Les jours passaient comme une longue suite de cauchemars. Pour éviter les questions gênantes et parer à toute tentative de rébellion de sa part, les brigands droguaient Marie à chaque fois qu’ils devaient dormir dans une auberge. Ils racontaient toujours la même histoire ; trop fatiguée, un peu fiévreuse, rien de grave … et la portaient jusque dans sa chambre. Le matin, ils partaient à l’aube prétextant un long voyage. La jeune fille ne mangeait donc qu’à peine, de quelques provisions dans la chambre ou lors d’arrêts en pleine campagne et passait ses journées à lutter contre les effets persistants des drogues qu’on l’obligeait à avaler. Pour elle, les paysages, les gens, les heures en venaient à se confondre dans une sorte de brouillard qui mêlait rêve et réalité.
Malheureusement pour elle, cet état de confusion n’était pas suffisant pour lui faire perdre la mémoire et la douleur de savoir que toute sa famille était morte pour une simple boîte s’ajoutait à l’angoisse de se trouver à présent entre les mains d’assassins. Par ailleurs, le souvenir des départs successifs de ceux qu’elle aimait et de l’horrible agression dont Liova avait été la victime ne cessait de la torturer. Une tristesse intense l’habitait en permanence et souvent des larmes inondaient son visage sans même qu’elle s’en rende compte.
Pendant ses rares instants de vraie lucidité, elle tentait d’en savoir plus sur ce qui l’attendait. Elle se rendait compte qu’elle avait bien fait de poser toutes ces questions à Alma juste après son enlèvement ; en effet depuis la jeune femme refusait de s’expliquer davantage.
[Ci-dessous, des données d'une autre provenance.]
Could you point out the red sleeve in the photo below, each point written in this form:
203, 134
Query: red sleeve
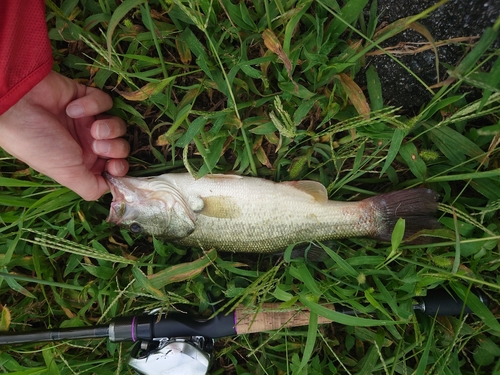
25, 51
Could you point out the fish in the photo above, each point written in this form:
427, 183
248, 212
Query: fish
249, 214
Regrettait-elle de s’être laissée à ces confidences sous le coup de la joie d’avoir réussi sa mission ? Voulait-elle seulement la faire souffrir ? 
Quand Marie avait essayé de reparler de la fameuse boîte à bijoux, Alma l’avait exhibée sous ses yeux avant de se mettre à rire. Marie l’avait alors suppliée de lui rendre au moins ses bijoux mais la princesse en avait profité ; elle les avait jetés par la portière sous les yeux horrifiés de la jeune fille. Rien ne l’avait fait fléchir : ni les supplications ni les larmes. Marie avait ainsi vu disparaitre tous les cadeaux que ses parents lui avaient offerts année après année. Les seuls souvenirs qu’elle conservait d’eux désormais étaient les deux bagues qu’elle avait retirées de leurs doigts après leur mort et qu’elle portait toujours sur elle. Tout comme la médaille de Liova. 

Alma avait ensuite de nouveau caché la boîte dans l’une de ses nombreuses poches avant de s’endormir paisiblement, totalement confiante en la vigilance du capitaine, insensible à toute pitié.